Kamala, the 2017 AIFF Player of the Year, continues to be out of the national team.
chance for others
Representing Gokulam Kerala in the ongoing IWL, in its fourth edition, Kamala says she is only focusing on things in her control. The Manipuri midfielder says Bala’s move is significant as it may open the doors for other Indian players. “Everyone is very happy this has finally happened. I feel like I am myself going to play abroad,” she says.
“Bala’s move to Rangers is a message for all young footballers here, that their doors to playing in good leagues abroad are not closed. I feel this has come a few years late. For example, had (former India captain) Bembem Devi got the chance to play abroad, perhaps we already might have a few more playing outside. Nevertheless, this is still very significant. Bala has opened the account; I am hopeful other Indian players will follow her in the coming years.”

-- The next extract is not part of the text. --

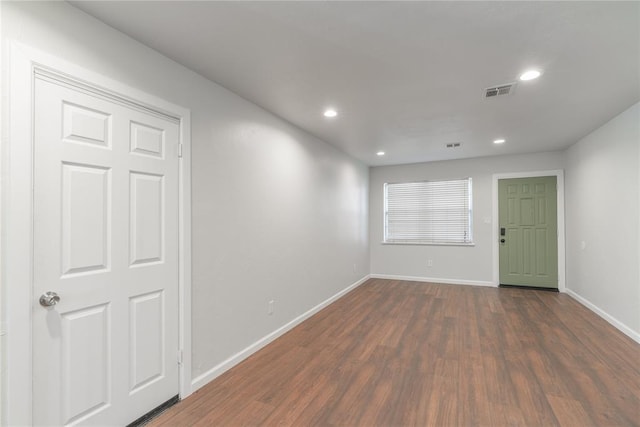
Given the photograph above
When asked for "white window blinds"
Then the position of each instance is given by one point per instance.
(431, 212)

But there’s still a long way to go, as Bala herself stresses. The striker was granted special exemption while applying for a work permit in Scotland, despite not fulfilling a criterion, which is playing for a national team that is ranked among the top 40 in the world—India are 57th.
“Our players have to work hard to get opportunities abroad. Because of our international ranking, it gets difficult to get a work permit. Those who have played the World Cup, from teams like South Korea, for example, can go and play anywhere because they don’t have much trouble fulfilling these criteria. In my case, they made an exception due to my 14-year national team experience and other reasons,” she explains.
Bala’s transfer will not significantly alter the ground realities of women’s football in India. Nor will it immediately open the floodgates for the country’s players to play in stronger leagues abroad. But it could be a start, and as many would argue, a deserving opportunity for the best player of the current generation in India.